Antes mesmo da edição da primeira nota, o Ministério da Defesa já havia comprado 600 kg de pó de cloroquina, atestam registros no Tesouro Nacional. A compra foi feita por meio da Sulminas, uma empresa instalada em conjunto habitacional no município de Campanha, em Minas Gerais, que importou o insumo da Índia. Entre março e agosto, com as recomendações para o uso da cloroquina já divulgadas, o Laboratório Químico Farmacêutico do Exército havia fabricado 3 milhões de comprimidos.
A orientação para o uso da cloroquina não foi atualizada nem substituída por outra, mas simplesmente retirada do portal do Ministério da Saúde. Quem clica no acesso à nota informativa no 17 na página sobre manejo clínico e tratamento da Covid-19, é direcionado para a abertura do portal do ministério, no qual aparece com destaque a campanha de vacinação. Procurado, o ministério informou que a nota foi retirada para atualização, sem prazo definido. Procurado, o ministério informou que a nota foi retirada para atualização, sem prazo definido. A piauí salvou e publicou o link – o ministério não havia excluído o documento do banco de dados do site.
Depois da publicação da reportagem, com a intensa repercussão da operação “queima” de cloroquina pré-CPI, o governo agiu novamente para apagar os rastros de sua defesa do medicamento. O link da nota 17 foi retirado do ar. Mas ela ainda pode ser lida aqui e aqui.
Pelo menos um pedido formal para a retirada da nota foi ignorado pelo ministério antes da abertura da CPI da Covid. Em 19 de janeiro, o Conselho Nacional de Saúde (CNS) solicitou por meio de ofício que o ministério revogasse a nota técnica no 17 e se abstivesse de incentivar o uso de medicamentos sem eficácia e segurança comprovada. Desde maio de 2020, quando o ministério editou a primeira nota sobre o tratamento precoce, o CNS alerta para o risco do uso da cloroquina no tratamento da Covid e recomenda a suspensão das notas. O Conselho é um colegiado que reúne representantes dos usuários, trabalhadores, gestores e prestadores de serviços do Sistema Único de Saúde.

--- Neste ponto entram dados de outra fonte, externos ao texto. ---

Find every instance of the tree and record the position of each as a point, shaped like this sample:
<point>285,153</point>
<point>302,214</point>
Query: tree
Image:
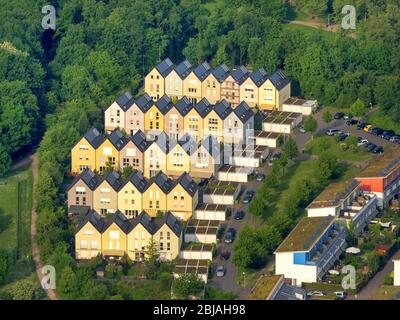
<point>187,285</point>
<point>290,149</point>
<point>23,290</point>
<point>358,108</point>
<point>5,160</point>
<point>327,116</point>
<point>310,124</point>
<point>4,265</point>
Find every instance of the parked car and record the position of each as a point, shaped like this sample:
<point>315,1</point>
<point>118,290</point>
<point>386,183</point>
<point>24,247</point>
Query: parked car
<point>230,235</point>
<point>351,122</point>
<point>332,132</point>
<point>220,271</point>
<point>340,294</point>
<point>367,127</point>
<point>239,215</point>
<point>338,115</point>
<point>248,197</point>
<point>260,177</point>
<point>225,255</point>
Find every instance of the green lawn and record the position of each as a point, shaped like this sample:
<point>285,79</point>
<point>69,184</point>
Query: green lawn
<point>15,216</point>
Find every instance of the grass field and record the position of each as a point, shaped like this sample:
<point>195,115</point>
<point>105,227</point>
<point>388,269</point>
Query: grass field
<point>15,216</point>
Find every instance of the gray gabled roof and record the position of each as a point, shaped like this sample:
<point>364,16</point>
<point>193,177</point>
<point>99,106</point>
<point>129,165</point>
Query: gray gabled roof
<point>202,71</point>
<point>223,109</point>
<point>164,104</point>
<point>94,219</point>
<point>279,79</point>
<point>144,102</point>
<point>165,67</point>
<point>203,107</point>
<point>171,221</point>
<point>184,106</point>
<point>162,181</point>
<point>117,139</point>
<point>240,74</point>
<point>186,181</point>
<point>146,221</point>
<point>243,112</point>
<point>221,72</point>
<point>94,137</point>
<point>88,177</point>
<point>259,77</point>
<point>114,180</point>
<point>120,220</point>
<point>139,139</point>
<point>183,69</point>
<point>124,101</point>
<point>138,180</point>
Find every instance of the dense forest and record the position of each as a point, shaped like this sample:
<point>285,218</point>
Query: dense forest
<point>54,85</point>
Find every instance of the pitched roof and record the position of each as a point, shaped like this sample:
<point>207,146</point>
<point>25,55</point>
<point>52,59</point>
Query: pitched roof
<point>124,101</point>
<point>117,139</point>
<point>240,74</point>
<point>171,221</point>
<point>162,181</point>
<point>279,79</point>
<point>139,139</point>
<point>186,181</point>
<point>144,102</point>
<point>146,221</point>
<point>223,109</point>
<point>165,67</point>
<point>203,107</point>
<point>164,104</point>
<point>259,77</point>
<point>138,180</point>
<point>243,112</point>
<point>184,106</point>
<point>94,219</point>
<point>202,71</point>
<point>183,69</point>
<point>94,137</point>
<point>88,177</point>
<point>113,178</point>
<point>120,220</point>
<point>221,72</point>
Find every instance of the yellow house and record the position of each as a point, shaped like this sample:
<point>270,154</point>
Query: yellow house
<point>88,236</point>
<point>106,155</point>
<point>174,80</point>
<point>249,89</point>
<point>131,194</point>
<point>83,154</point>
<point>183,197</point>
<point>155,196</point>
<point>154,82</point>
<point>274,91</point>
<point>192,85</point>
<point>211,85</point>
<point>155,156</point>
<point>114,236</point>
<point>165,232</point>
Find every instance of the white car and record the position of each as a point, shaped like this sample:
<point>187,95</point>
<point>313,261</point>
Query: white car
<point>220,271</point>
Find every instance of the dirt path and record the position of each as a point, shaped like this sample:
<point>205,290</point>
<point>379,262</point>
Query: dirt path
<point>34,163</point>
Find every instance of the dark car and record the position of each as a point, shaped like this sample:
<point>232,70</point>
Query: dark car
<point>338,115</point>
<point>378,149</point>
<point>361,125</point>
<point>230,235</point>
<point>351,122</point>
<point>225,255</point>
<point>248,197</point>
<point>239,215</point>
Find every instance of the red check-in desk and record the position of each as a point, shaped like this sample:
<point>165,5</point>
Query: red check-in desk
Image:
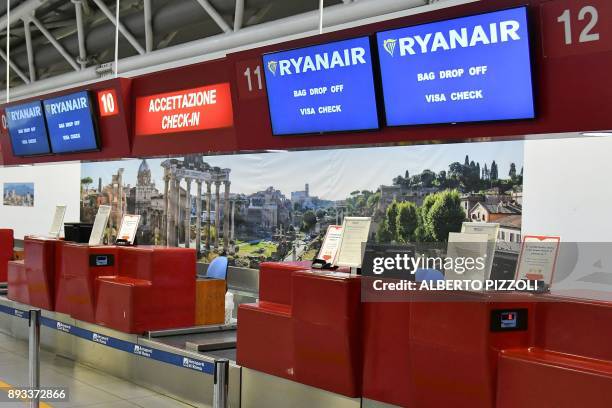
<point>570,362</point>
<point>77,289</point>
<point>6,252</point>
<point>154,290</point>
<point>42,259</point>
<point>314,339</point>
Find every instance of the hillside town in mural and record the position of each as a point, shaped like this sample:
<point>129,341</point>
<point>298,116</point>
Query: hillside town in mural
<point>194,205</point>
<point>19,194</point>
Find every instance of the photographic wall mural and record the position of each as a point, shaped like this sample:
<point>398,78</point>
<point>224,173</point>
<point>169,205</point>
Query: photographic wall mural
<point>277,205</point>
<point>19,194</point>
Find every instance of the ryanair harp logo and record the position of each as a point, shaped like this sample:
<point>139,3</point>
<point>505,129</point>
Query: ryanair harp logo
<point>272,65</point>
<point>389,46</point>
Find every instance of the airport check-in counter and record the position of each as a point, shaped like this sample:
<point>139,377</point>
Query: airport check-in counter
<point>129,289</point>
<point>460,349</point>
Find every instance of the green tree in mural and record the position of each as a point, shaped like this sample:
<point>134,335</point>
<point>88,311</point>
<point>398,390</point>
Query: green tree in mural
<point>85,182</point>
<point>391,218</point>
<point>407,222</point>
<point>383,235</point>
<point>443,216</point>
<point>427,178</point>
<point>494,175</point>
<point>512,172</point>
<point>309,220</point>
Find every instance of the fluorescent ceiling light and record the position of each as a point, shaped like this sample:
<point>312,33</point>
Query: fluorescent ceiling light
<point>596,134</point>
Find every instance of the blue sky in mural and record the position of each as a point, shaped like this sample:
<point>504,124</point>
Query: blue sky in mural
<point>331,174</point>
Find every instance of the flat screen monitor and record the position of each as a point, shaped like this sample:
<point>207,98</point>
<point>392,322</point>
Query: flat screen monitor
<point>27,131</point>
<point>322,88</point>
<point>470,69</point>
<point>71,123</point>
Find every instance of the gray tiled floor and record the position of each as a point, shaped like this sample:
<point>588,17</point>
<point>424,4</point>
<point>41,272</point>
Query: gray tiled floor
<point>87,387</point>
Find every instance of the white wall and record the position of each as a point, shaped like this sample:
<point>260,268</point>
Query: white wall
<point>567,189</point>
<point>53,184</point>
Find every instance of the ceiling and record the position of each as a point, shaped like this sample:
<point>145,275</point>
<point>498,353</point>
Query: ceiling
<point>54,29</point>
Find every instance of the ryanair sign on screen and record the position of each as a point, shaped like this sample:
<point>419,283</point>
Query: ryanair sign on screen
<point>322,88</point>
<point>208,107</point>
<point>470,69</point>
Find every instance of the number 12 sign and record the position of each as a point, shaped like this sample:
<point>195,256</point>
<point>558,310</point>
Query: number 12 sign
<point>573,27</point>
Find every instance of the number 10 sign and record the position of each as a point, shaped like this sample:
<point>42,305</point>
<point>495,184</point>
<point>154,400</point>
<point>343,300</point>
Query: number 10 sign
<point>573,27</point>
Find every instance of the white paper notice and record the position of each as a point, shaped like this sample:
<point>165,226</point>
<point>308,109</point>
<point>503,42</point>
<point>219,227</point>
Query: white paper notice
<point>97,232</point>
<point>538,258</point>
<point>355,231</point>
<point>331,243</point>
<point>58,221</point>
<point>129,226</point>
<point>490,229</point>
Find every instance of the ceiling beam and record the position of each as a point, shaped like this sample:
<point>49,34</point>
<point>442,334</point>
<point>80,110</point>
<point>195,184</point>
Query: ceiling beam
<point>126,33</point>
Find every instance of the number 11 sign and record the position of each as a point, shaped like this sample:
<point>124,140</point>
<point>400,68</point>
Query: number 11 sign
<point>573,27</point>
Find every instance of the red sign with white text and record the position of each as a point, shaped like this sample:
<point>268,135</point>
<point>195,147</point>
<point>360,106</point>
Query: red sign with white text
<point>208,107</point>
<point>108,102</point>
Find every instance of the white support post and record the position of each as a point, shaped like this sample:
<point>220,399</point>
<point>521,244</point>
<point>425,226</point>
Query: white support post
<point>148,26</point>
<point>214,14</point>
<point>8,49</point>
<point>239,15</point>
<point>321,6</point>
<point>78,10</point>
<point>29,50</point>
<point>117,25</point>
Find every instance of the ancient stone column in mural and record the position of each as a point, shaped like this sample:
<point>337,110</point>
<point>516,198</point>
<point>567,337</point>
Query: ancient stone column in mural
<point>217,214</point>
<point>177,209</point>
<point>208,219</point>
<point>232,229</point>
<point>187,213</point>
<point>171,214</point>
<point>199,218</point>
<point>226,214</point>
<point>164,220</point>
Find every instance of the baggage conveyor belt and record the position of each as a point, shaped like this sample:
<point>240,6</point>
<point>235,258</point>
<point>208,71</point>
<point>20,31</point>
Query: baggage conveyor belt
<point>217,341</point>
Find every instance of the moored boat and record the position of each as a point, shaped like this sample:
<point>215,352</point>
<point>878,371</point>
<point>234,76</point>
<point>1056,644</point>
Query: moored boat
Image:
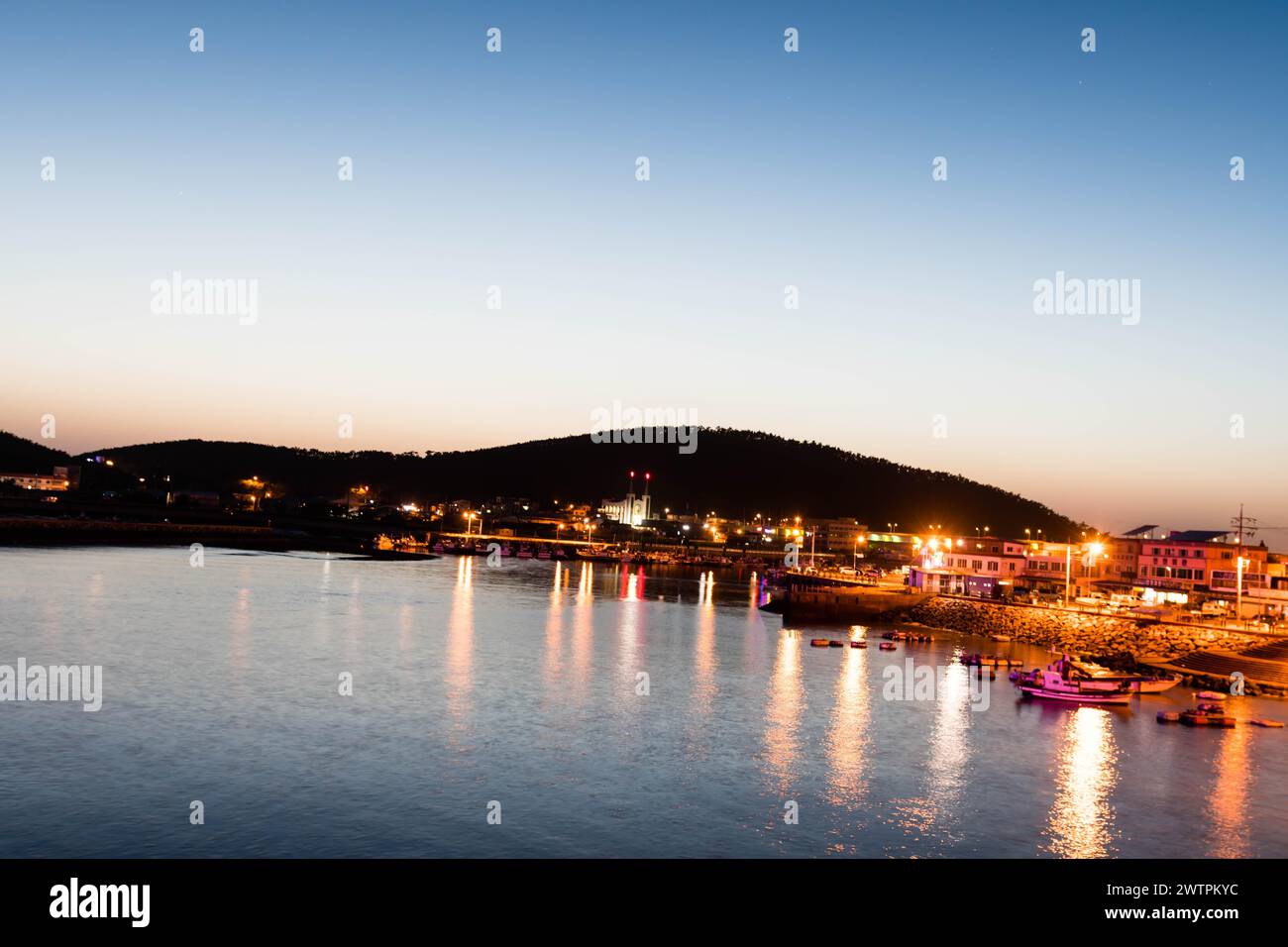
<point>1061,682</point>
<point>1137,684</point>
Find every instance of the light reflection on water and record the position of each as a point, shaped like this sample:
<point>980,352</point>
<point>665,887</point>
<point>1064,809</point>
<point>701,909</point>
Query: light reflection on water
<point>1082,815</point>
<point>520,684</point>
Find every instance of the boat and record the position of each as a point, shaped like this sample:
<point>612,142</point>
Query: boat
<point>1059,681</point>
<point>991,660</point>
<point>1140,684</point>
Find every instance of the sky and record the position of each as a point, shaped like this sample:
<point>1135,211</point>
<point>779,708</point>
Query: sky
<point>914,338</point>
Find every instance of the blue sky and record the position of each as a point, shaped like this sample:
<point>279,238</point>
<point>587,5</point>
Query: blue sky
<point>768,169</point>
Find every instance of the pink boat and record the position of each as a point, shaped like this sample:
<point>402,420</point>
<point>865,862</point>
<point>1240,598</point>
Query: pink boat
<point>1060,682</point>
<point>1137,684</point>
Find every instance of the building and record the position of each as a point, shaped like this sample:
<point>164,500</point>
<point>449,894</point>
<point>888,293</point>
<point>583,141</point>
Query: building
<point>1199,560</point>
<point>56,480</point>
<point>975,566</point>
<point>631,510</point>
<point>844,535</point>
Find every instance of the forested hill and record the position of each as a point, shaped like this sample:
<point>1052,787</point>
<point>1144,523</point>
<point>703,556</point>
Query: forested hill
<point>735,474</point>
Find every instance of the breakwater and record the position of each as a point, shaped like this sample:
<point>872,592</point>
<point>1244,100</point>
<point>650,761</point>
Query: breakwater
<point>1102,635</point>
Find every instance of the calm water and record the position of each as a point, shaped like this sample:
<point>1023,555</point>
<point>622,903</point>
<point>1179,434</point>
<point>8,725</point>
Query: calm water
<point>518,684</point>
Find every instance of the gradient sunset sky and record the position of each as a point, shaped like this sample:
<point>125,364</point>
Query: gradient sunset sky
<point>768,169</point>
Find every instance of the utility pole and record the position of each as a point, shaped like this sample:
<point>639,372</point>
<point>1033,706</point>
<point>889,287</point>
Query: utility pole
<point>1237,571</point>
<point>1068,570</point>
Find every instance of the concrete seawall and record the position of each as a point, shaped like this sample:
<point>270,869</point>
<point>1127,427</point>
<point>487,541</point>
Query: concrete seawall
<point>1074,631</point>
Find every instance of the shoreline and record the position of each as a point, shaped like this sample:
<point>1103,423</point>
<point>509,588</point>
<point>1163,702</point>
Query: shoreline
<point>1125,644</point>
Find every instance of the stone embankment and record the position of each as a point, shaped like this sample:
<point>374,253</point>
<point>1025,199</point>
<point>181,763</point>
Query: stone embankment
<point>1081,633</point>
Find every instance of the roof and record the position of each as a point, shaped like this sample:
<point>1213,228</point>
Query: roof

“A minha avaliação é que retiraram a nota agora por conta da CPI, numa política de redução de danos sobre o que fizeram de forma errada, apesar das recomendações do CNS, que nunca foram atendidas”, disse à piauí o presidente do conselho, Fernando Pigatto. “Obviamente não dá para começar do zero, como se mais de 400 mil vidas não tivessem sido perdidas”, completou. O CNS avalia a gestão da pandemia pelo governo federal como “um desastre”.
No site da Saúde, é possível encontrar notas técnicas sobre outros medicamentos usados sem previsão na bula para a Covid-19, mas nada sobre a cloroquina havia sido publicado até a quinta-feira, 6. À CPI da Covid, o ministro Marcelo Queiroga indicou que uma nova diretriz terapêutica estava sendo elaborada. Esse foi o motivo que Queiroga alegou para não se manifestar nem contra nem a favor do medicamento defendido pelo presidente Jair Bolsonaro.
No caso do antiparasitário ivermectina, nota do ministério publicada em março deste ano afirma que não há evidências científicas suficientes para a recomendação do medicamento. O documento reitera a orientação da Organização Mundial da Saúde para que a ivermectina seja usada apenas em protocolos de pesquisa clínica. No caso da nitazoxanida, um vermífugo cujos resultados clínicos precários contra a Covid foram anunciados com estardalhaço em cerimônia no Palácio do Planalto, outra nota técnica também datada de março afirma que são necessários estudos com maior qualidade e rigor metodológico.